This week Conservative MP for Aylesbury and minister for Europe, David Lidington, writes to Bucks Free Press readers about how technology is changing the world.
During my time in Parliament, I've seen the start of the revolutionary impact that digital technology is having on how we live our lives.
Even ten years ago, the great majority of my constituency correspondence was on paper. Now, it's almost entirely email.
Very few constituents send me letters any more. I use text to contact other ministers, both in our own government and in other countries.
My children have grown up in a world where the Internet is a fact of life, not a novelty, and where social media and instant messaging are natural ways to chat to your friends.
Digital technology poses huge challenges. Some are economic. Shops in Wycombe and Risborough have lost business because we as customers have chosen to shop online. App based services like Uber threaten the viability of taxi and car hire firms. Print newspapers are losing out to websites.
In the next couple of decades, we'll be in a world where it will be possible for a lot of routine legal and accountancy work, even some journalism, to be done by algorithms instead of people.
Digital technology is set to shake up white collar and professional work in the way that automation transformed factory production lines a generation ago.
But as well as challenges, there are opportunities.

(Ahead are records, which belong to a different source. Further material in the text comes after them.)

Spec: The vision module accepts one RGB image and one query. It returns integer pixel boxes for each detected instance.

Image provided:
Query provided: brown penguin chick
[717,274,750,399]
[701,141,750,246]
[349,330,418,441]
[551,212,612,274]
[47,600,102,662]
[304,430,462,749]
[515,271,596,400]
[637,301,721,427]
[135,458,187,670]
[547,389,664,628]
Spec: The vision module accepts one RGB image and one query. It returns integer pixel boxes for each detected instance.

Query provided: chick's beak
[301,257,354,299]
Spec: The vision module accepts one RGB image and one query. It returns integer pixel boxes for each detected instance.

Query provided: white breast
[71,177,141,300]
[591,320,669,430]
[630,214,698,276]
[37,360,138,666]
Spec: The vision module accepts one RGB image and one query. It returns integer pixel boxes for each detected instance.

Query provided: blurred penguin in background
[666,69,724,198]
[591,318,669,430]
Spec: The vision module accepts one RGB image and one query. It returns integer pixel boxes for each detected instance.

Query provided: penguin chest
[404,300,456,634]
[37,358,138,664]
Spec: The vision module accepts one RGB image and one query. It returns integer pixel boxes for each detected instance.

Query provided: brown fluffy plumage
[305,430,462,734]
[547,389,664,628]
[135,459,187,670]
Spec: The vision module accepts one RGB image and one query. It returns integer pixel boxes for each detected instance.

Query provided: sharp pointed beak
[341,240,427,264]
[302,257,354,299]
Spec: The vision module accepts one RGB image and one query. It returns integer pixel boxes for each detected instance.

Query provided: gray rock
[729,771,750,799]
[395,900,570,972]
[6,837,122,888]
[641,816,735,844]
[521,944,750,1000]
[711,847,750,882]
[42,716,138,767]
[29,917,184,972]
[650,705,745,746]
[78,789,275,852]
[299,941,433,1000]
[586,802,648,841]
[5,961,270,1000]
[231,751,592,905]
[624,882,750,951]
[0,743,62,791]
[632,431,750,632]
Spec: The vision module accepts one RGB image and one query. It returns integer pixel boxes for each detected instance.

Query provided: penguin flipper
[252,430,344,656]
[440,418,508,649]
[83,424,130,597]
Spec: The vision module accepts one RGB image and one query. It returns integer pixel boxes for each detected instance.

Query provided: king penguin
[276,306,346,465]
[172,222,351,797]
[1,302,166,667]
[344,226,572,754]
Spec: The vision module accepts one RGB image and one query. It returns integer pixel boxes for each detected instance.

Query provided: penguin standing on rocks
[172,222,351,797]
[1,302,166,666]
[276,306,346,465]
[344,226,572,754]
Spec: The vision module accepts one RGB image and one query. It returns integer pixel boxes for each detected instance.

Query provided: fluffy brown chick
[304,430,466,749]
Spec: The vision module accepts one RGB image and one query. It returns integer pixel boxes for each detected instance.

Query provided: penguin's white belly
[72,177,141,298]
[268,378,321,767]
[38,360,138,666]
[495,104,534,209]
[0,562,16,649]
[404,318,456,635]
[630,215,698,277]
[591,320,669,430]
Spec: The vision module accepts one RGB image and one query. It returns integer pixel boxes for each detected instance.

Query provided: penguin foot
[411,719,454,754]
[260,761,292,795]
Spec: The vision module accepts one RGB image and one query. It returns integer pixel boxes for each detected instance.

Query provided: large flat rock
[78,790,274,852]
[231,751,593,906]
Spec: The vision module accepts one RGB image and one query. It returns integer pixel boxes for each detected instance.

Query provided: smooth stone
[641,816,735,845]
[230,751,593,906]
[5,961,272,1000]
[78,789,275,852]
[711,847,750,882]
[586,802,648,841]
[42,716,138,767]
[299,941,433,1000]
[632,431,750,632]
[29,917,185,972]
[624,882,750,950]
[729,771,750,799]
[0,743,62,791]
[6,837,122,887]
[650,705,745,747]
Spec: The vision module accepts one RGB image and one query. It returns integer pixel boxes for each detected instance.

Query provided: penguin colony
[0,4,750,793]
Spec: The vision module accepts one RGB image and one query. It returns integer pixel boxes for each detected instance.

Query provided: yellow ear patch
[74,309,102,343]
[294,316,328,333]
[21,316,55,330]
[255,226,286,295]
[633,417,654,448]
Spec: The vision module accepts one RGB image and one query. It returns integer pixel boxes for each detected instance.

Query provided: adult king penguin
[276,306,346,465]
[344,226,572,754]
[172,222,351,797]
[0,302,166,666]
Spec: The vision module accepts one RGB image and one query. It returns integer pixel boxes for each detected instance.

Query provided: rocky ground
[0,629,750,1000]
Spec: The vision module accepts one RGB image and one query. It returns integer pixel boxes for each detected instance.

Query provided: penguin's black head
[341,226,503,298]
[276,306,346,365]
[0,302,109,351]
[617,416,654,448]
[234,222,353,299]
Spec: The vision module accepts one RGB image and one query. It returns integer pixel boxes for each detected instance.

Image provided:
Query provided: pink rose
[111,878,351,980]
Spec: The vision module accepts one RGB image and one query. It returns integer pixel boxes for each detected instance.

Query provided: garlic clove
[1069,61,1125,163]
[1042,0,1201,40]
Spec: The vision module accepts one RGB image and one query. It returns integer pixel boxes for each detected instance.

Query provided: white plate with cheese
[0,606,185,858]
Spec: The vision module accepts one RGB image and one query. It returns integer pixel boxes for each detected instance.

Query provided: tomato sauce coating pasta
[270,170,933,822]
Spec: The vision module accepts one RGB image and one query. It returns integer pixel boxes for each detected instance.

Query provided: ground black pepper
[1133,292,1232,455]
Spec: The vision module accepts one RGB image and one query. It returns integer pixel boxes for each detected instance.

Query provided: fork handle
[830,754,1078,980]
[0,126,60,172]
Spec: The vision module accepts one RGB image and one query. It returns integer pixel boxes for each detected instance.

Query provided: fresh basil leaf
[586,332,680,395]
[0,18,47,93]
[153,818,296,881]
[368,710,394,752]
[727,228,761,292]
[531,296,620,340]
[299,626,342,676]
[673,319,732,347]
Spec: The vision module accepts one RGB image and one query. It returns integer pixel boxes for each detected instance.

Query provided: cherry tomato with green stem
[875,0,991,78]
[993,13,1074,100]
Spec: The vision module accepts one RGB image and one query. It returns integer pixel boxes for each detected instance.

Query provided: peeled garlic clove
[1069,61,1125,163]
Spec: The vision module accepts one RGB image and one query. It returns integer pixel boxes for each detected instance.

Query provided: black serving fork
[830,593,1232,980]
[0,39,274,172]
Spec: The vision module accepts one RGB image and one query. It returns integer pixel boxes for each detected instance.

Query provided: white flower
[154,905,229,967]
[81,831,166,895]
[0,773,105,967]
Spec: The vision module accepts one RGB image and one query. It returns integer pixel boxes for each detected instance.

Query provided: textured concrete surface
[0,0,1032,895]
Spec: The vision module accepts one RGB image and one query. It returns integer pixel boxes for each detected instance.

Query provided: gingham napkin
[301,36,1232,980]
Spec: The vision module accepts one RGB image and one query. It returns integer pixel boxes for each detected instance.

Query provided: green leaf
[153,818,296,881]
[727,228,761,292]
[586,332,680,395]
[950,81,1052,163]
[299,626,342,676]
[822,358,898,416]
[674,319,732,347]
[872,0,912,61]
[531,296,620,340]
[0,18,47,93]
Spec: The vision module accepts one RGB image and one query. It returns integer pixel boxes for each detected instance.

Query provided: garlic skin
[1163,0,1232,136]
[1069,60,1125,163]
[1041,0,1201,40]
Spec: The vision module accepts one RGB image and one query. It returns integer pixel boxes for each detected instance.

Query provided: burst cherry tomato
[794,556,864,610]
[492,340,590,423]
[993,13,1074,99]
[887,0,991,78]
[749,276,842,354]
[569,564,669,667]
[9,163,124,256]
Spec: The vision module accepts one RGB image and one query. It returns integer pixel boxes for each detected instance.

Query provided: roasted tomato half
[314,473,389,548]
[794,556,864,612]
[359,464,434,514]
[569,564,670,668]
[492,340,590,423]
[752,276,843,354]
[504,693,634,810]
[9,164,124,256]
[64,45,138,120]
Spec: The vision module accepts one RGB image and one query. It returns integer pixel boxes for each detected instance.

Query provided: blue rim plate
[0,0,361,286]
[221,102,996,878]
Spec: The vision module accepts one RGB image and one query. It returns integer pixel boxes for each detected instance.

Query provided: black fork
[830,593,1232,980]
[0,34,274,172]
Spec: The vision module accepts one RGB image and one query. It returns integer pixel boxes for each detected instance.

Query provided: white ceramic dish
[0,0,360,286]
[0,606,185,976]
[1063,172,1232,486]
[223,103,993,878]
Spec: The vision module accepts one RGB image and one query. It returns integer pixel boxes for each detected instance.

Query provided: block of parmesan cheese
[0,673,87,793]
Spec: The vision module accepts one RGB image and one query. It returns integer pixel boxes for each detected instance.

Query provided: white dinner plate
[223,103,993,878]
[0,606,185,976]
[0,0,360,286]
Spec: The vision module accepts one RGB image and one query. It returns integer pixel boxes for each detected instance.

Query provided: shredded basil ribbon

Online sales mean that small, niche businesses like local food producers can market what they offer more cheaply and sell more easily beyond their immediate neighbourhood.
And now that the whole EU is supporting British ideas to have a single set of rules on digital sales across Europe, our businesses will be able to sell online to 500 million customers in 28 countries as their home market.
Our colleges and universities are looking at how to build more online courses into their offer, giving students access to top specialists and experts in their field from around this country and the world.
Medicine too will change. Talking recently to our local NHS, I learned how digital communications mean that it will soon be possible for a doctor (a GP or perhaps a specialist based at the other end of country) to talk to a patient through what amounts to an NHS Skype system.
Patients in their 80s and 90s could see a doctor without having to travel.
We can't uninvent new technology. So let's try to seize every opportunity it brings.